Long citation

At the beginning of her career Philippa Browning devoted her research activity to understanding the mechanism of solar coronal heating. In 1991 she systematically analyzed possible mechanisms for coronal energy transfer, including magnetic reconnection, instabilities, and relaxation of twisted magnetic flux tubes containing free magnetic energy. Building on this foundation, in 2008 she demonstrated that ideal kink instabilities in twisted coronal flux tubes generate current sheets and trigger rapid magnetic reconnection, releasing energy that heats the plasma. These simulations quantified the relationship between initial current profiles and energy release, providing a rigorous theoretical basis for the nanoflare heating hypothesis and linking magnetic relaxation processes to observable solar phenomena. Subsequently, in collaboration with Mykola Gordovskyy, she demonstrated that this release of magnetic energy in a twisted coronal loop could also provide very effective acceleration of charged particles.

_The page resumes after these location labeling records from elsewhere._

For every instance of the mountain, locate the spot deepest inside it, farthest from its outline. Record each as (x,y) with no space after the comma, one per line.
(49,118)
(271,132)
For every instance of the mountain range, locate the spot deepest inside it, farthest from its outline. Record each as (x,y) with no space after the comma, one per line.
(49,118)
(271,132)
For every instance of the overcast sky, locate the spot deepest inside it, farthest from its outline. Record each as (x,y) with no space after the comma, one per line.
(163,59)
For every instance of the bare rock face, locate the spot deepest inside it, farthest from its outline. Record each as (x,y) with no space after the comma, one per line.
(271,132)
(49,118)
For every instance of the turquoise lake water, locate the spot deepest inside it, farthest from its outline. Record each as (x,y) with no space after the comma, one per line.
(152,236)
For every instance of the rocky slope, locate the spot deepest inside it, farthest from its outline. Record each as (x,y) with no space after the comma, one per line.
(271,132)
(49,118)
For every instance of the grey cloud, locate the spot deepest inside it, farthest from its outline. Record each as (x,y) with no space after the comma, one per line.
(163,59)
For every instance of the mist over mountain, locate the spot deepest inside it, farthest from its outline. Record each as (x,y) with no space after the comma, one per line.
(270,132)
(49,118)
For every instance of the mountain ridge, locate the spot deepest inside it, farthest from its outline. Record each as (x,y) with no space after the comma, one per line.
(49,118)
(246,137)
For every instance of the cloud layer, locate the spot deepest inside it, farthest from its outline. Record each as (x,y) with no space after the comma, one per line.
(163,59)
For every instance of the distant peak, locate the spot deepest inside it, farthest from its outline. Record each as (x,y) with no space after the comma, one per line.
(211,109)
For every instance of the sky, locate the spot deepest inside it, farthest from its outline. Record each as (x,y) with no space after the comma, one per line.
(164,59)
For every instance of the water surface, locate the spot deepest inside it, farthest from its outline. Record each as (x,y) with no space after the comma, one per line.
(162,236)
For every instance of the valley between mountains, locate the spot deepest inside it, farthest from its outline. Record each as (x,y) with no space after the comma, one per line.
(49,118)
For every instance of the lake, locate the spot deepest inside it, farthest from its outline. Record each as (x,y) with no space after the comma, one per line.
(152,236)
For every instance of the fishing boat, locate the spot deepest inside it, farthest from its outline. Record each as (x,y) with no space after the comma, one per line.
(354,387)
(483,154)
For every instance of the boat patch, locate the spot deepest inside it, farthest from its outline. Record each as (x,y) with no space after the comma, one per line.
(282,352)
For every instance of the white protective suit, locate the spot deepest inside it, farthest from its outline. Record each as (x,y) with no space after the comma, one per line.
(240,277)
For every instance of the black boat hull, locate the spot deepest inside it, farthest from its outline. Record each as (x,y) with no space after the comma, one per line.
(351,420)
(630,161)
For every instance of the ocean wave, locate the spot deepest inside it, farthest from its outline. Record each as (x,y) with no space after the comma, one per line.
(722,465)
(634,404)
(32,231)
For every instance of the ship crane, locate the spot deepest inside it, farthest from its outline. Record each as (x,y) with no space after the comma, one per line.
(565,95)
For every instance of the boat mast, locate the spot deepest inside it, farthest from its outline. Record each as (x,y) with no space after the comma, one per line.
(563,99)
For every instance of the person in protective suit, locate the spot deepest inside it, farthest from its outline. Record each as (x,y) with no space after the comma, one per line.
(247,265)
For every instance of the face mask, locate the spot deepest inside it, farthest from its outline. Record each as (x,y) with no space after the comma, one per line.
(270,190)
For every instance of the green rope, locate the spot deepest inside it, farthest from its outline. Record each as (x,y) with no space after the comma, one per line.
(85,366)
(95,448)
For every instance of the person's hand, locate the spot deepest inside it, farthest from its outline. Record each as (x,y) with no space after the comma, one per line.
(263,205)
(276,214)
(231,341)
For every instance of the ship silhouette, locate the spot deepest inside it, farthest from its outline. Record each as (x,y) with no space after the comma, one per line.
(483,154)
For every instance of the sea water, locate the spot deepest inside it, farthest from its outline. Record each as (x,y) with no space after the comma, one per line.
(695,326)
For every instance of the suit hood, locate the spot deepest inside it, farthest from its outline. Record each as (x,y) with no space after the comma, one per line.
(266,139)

She also made significant contributions to the understanding of particle acceleration in two- and three-dimensional magnetic reconnection sites in the solar corona. In particular in she elucidated the mechanisms that allow particle acceleration in 2D configurations; while in 2005 she extended these results to 3D configurations, relevant to solar flares, examining particle dynamics around 3D magnetic null points. Since the beginning of her career she has been able to unveil the common features of reconnection processes occurring in astrophysical and laboratory plasmas, establishing herself as a reference for both communities. Indeed in 1992 she led the theoretical modelling of the SPHEX spheromak device, elucidating its relaxation mechanisms, associated with the saturation of large-scale kink instabilities of the central column of magnetic field, and their role in helicity injection.

More recently, she extended these insights also to tokamak plasmas, investigating the similarities between edge localised modes (ELMs) and solar flares. In particular she contributed to the development of a model based on relaxation theory to predict ELM sizes. Last but not least, through her teaching, she has inspired many students, and has supervised a large number of them throughout their academic development.